Maryland Gov. Larry Hogan (R) on Monday invoked last week’s fatal shooting at a Southern Maryland high school as he pushed state lawmakers to pass school safety bills before the legislative session ends in two weeks.
Hogan has proposed allocating $125 million to pay for safety features in schools and $50 million annually for new school safety grants, which could be used for school resource officers and counselors. A package of school safety bills, including the measures put forward by Hogan, is being considered by the state Senate and, if approved, would next go to the House of Delegates.
“Classrooms should never be places of fear for our children,” Hogan said during a news conference in Annapolis. “I am urging members of the House and Senate on both sides of the aisle to come together on this issue. The time to make our schools safer is now.”
House Speaker Michael E. Busch (D-Anne Arundel) and Senate President Thomas V. Mike Miller Jr. (D-Calvert) have each said they are committed to passing a comprehensive package to improve school safety. Miller said last week that the Senate has been working on legislation since before the shooting at Great Mills High School.
Just before classes began on March 20, authorities said a student at the school opened fire in a hallway, fatally wounding 16-year-old Jaelynn Willey. Authorities on Monday said the 17-year-old gunman then shot himself during a confrontation with an armed school resource officer.
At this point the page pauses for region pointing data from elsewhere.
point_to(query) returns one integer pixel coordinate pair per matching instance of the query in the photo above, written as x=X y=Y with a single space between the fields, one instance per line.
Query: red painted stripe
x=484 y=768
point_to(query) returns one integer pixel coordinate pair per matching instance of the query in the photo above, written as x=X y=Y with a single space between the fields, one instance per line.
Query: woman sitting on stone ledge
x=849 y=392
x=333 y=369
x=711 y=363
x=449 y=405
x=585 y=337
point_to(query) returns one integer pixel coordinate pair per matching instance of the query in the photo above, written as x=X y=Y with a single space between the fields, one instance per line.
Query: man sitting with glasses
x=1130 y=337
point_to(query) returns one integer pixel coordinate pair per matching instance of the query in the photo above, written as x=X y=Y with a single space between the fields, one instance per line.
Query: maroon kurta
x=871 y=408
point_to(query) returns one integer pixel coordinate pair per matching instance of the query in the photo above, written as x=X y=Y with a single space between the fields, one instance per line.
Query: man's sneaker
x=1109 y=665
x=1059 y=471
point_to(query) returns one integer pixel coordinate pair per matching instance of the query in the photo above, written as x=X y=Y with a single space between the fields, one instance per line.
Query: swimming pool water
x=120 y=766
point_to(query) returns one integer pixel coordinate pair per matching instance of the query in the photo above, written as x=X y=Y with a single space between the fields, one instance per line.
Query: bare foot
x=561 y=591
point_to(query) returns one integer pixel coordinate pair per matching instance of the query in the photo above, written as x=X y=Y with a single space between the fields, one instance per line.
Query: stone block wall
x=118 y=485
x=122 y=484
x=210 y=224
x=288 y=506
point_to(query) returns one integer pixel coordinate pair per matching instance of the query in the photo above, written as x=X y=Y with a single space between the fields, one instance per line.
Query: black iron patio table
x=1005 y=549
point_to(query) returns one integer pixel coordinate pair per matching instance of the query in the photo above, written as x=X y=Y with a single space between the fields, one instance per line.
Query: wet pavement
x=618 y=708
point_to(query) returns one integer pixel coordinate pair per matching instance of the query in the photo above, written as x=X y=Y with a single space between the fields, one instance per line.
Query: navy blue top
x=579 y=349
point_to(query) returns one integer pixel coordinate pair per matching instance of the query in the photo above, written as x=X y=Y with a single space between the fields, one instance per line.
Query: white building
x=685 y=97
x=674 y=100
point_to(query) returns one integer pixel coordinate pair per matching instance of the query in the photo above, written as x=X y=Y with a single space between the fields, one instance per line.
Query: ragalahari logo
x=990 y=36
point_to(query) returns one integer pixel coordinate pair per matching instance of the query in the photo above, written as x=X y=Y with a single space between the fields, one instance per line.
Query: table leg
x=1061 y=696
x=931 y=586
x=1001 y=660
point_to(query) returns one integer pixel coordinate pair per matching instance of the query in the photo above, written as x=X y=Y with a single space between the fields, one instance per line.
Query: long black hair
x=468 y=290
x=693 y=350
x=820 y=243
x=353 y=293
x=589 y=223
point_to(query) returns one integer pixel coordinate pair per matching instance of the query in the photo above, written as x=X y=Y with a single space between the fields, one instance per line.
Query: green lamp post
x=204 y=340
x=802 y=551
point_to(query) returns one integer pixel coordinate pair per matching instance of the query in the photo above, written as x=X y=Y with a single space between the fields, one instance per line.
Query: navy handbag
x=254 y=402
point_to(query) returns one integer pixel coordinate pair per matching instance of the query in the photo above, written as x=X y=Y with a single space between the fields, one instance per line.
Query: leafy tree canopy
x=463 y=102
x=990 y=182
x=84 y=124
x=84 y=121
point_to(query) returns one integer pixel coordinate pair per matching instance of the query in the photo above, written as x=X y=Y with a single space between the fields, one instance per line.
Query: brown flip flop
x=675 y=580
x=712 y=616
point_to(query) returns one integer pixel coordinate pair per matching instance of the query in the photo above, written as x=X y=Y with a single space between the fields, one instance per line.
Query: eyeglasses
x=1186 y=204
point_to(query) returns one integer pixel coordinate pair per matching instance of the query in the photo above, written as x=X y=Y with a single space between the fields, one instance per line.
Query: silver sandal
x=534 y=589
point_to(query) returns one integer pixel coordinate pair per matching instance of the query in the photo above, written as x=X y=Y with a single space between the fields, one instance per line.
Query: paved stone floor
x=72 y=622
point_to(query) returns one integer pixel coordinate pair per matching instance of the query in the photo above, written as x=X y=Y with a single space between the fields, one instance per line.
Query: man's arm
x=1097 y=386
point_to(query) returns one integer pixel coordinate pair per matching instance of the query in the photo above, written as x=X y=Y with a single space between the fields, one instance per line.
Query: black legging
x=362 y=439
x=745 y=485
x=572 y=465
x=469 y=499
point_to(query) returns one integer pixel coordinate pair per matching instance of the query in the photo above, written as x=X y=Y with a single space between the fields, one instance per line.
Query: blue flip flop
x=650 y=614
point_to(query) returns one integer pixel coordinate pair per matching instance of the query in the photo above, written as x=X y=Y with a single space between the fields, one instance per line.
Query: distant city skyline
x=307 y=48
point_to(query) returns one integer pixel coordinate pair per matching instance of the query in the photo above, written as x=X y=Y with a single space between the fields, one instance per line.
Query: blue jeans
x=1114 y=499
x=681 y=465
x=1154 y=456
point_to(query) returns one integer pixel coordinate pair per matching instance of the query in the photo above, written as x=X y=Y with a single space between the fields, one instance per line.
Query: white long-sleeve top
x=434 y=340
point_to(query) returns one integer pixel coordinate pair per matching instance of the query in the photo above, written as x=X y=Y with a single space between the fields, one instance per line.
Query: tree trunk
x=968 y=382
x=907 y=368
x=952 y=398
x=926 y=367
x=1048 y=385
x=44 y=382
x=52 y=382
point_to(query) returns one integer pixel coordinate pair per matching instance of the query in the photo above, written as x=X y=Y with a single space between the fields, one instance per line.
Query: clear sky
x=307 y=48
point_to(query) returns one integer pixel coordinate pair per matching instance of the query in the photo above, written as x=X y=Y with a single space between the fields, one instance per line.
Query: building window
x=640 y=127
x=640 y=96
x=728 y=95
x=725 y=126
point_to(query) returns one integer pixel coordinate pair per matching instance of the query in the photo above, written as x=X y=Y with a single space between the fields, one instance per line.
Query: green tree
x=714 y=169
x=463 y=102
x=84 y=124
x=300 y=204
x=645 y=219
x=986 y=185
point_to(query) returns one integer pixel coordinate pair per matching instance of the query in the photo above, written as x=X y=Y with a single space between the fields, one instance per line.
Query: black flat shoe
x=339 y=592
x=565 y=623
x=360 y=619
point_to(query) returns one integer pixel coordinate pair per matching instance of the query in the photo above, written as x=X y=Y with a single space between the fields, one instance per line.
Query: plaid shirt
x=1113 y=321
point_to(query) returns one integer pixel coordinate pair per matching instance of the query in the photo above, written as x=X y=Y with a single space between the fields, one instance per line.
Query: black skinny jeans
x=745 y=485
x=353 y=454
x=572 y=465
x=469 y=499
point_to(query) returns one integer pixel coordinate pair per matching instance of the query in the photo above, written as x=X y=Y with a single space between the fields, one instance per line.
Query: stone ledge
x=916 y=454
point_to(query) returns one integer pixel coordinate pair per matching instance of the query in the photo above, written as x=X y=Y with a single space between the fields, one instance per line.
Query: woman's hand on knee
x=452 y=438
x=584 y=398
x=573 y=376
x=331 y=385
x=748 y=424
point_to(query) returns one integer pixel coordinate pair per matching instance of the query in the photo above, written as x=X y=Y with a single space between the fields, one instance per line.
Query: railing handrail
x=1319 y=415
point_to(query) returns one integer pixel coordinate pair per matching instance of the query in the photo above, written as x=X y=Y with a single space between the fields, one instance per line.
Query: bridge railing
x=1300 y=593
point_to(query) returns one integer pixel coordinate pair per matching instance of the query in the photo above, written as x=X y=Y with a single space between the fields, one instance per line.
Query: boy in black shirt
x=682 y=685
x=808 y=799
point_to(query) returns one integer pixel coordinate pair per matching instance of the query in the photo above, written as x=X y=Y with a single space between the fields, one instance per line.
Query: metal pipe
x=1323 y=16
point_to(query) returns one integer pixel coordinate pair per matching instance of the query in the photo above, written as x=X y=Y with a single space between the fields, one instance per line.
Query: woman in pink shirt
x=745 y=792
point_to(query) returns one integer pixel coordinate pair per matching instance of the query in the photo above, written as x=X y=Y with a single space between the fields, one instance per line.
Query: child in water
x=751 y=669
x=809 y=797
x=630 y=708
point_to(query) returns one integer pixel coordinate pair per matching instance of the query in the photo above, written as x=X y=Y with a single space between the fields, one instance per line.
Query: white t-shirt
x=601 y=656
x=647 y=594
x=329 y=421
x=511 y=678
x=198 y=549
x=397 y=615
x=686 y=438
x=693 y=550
Sen. Stephen M. Waugh (R-Calvert), whose district includes the school, drafted legislation aimed at preventing attacks through up-to-date background checks, anticipating threats with assessment teams, stationing armed school resource officers at schools and securing classroom doors. Waugh said the Great Mills shooting was “gut-wrenching” and lawmakers would be “derelict in our duty” if they did not act.
Miller said last week the Senate would consider Waugh’s bills, which have bipartisan support, and Hogan’s bill, which would require every jurisdiction in the state to perform safety assessments and create emergency plans for public schools. Alexandra Hughes, chief of staff to Busch, said Hogan’s legislation and the other school safety bills are under consideration by committees. The budget conference committee, made up of members of both chambers, agreed on Monday to put $41.6 million toward school safety programming and upgrades.
Hogan submitted a supplemental state budget last week that included $10 million for a grant to fund his school safety proposals.
Still, as he urged passage of his much larger school safety spending bill, Hogan said adding funding in the budget was “not enough.”
He also called on lawmakers to pass a wide-ranging bill intended to curb crime rates in Baltimore. The bill, which passed the Senate and will be taken up by the House Judiciary Committee Tuesday, has been criticized by civil rights advocates, defense lawyers and some legislators for its focus on tougher penalties. Hogan said Monday that ongoing violence in Baltimore — which saw 347 homicides last year — makes action necessary.
“There can be no more excuses,” he said.
Hogan also addressed soaring health-care premiums, noting he has worked closely with Democratic leaders in the Senate and House to find a solution. He said although much work remains to be done, he has been happy with the spirit of bipartisanship.
“Unlike the dysfunction that has become typical in Washington, here in Annapolis we have chosen a different path. We have consistently proven that we can come together.”
The House of Delegates on Monday approved a $44.5 billion budget — Maryland’s fourth consecutive balanced budget with no tax increases. In a conference committee this week, members of the House and Senate will negotiate over minor differences in their respective spending plans.